「空き家」の相続、早めに対処 売る、貸す、寄付…しっかり見極めを (2/4ページ)

2015.4.12 17:06

 一方、更地にする場合は家財の処理費用に加え、解体費用が必要。一般的な木造戸建て住宅の解体費用は200万円程度だ。

 また、「場所によっては更地にしても売れないケースがある。売れる土地かどうかを事前によく調べて」とアドバイスする。一定以上の幅の道路に面していない土地などの場合は建築基準法上、新築・改築ができない場合もあるからだ。

 売却も賃貸も難しい場合は、自治体や社会福祉法人などへ寄付する方法も。
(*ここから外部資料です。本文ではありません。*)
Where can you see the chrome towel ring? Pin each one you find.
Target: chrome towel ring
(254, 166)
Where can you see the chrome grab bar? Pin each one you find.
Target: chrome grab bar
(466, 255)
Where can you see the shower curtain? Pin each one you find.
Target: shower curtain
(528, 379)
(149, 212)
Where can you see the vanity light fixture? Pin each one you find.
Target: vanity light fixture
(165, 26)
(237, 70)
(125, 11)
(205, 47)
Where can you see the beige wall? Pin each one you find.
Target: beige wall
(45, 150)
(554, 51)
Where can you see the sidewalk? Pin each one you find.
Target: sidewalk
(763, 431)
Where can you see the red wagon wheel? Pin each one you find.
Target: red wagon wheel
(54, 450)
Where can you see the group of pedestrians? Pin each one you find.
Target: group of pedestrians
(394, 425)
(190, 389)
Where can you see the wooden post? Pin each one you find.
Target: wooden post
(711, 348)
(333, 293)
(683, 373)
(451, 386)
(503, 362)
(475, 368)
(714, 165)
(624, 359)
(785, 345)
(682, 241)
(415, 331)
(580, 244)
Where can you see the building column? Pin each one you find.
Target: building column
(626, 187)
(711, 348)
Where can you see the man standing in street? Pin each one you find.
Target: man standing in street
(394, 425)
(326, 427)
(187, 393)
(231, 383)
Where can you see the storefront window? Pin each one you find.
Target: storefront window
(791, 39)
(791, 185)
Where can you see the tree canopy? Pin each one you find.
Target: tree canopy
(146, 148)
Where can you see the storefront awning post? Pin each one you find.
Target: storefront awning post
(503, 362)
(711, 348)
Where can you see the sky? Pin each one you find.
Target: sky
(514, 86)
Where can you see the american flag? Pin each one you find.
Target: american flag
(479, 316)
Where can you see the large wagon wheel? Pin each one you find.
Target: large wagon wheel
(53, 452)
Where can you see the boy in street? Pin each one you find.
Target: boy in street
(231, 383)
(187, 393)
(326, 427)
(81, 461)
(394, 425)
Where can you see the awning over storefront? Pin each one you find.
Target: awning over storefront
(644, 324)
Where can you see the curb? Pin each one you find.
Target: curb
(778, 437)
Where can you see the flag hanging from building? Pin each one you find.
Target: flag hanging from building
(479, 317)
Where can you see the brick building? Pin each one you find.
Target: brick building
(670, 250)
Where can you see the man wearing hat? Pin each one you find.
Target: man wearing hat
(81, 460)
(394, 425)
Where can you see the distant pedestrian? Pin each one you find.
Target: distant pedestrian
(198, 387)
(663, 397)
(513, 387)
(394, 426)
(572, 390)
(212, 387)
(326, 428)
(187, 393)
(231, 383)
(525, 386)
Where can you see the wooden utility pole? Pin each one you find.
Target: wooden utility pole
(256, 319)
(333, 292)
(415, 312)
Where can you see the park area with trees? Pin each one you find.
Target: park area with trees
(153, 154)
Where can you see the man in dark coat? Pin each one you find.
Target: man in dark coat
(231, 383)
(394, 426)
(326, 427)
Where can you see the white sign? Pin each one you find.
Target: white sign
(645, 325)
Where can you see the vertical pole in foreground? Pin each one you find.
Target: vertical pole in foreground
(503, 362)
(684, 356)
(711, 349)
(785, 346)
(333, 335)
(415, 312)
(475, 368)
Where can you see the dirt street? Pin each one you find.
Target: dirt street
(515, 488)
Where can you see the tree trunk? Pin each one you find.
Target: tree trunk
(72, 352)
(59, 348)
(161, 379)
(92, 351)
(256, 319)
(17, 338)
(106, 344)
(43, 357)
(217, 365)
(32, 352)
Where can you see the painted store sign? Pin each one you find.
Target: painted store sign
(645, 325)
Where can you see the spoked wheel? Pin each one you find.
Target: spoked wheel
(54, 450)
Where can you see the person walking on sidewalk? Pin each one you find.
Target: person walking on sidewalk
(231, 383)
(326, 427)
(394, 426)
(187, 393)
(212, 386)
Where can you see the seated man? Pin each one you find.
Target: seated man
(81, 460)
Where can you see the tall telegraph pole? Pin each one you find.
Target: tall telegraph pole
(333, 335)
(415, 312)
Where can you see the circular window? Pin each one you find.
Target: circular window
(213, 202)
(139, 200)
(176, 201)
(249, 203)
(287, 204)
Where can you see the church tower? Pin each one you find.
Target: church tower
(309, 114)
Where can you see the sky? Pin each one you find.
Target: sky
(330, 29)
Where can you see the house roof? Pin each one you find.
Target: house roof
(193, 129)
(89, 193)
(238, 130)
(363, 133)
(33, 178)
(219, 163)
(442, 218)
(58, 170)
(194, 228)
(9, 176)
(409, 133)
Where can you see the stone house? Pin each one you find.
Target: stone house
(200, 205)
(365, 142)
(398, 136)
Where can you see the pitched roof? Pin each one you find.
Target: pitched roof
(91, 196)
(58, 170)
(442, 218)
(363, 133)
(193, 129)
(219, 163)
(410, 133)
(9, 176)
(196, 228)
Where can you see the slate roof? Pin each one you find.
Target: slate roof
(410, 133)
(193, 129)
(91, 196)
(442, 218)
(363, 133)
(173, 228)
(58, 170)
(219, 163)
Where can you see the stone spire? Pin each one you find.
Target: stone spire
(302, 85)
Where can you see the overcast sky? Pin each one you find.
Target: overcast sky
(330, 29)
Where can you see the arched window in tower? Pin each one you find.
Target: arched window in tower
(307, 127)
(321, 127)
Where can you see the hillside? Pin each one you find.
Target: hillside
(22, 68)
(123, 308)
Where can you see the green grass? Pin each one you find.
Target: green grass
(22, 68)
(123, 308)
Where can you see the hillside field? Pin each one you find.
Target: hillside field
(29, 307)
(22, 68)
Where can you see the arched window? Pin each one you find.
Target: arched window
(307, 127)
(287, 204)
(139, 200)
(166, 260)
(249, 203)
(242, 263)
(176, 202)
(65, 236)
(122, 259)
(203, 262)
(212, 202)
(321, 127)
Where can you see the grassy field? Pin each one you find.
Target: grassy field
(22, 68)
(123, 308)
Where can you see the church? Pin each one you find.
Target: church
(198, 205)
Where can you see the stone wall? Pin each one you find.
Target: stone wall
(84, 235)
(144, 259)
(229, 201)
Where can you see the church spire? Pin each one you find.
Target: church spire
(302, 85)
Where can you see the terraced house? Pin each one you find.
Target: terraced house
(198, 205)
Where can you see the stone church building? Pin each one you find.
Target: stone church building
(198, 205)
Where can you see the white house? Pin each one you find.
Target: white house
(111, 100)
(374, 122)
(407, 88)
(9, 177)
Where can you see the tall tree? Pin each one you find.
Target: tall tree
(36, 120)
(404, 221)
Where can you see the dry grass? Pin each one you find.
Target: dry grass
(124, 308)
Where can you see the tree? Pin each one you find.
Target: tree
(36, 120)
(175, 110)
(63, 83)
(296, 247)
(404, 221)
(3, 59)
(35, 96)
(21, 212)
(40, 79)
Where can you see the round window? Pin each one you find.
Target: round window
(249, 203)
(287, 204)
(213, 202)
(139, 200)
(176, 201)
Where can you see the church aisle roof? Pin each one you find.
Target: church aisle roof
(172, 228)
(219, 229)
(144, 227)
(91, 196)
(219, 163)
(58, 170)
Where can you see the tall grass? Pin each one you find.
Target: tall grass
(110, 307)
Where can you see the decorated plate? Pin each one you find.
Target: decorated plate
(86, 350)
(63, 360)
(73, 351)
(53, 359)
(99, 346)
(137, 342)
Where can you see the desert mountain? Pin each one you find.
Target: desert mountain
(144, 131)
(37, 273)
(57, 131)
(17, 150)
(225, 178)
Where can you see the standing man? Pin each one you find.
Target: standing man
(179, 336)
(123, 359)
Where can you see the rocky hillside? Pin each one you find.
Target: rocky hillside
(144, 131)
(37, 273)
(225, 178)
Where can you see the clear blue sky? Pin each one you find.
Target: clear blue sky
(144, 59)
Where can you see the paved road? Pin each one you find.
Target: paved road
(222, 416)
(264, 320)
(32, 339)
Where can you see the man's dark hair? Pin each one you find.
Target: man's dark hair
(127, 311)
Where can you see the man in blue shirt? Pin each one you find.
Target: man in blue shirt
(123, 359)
「そのままにしていると固定資産税がかかるだけで収益を生まない」という。

 また、他に相続財産がなければ、相続を放棄してもいい。ただし、放棄できるのは相続が発生してから3カ月以内。相続人全員(死亡した人の子供、孫、きょうだいなど)が家庭裁判所で手続きをする。放棄された土地建物は国の所有になる。

 更地並みに課税

 総務省の調べでは、全国の空き家件数は約820万軒(平成25年)で、総住宅件数に占める空き家率は過去最高の13・5%に上る。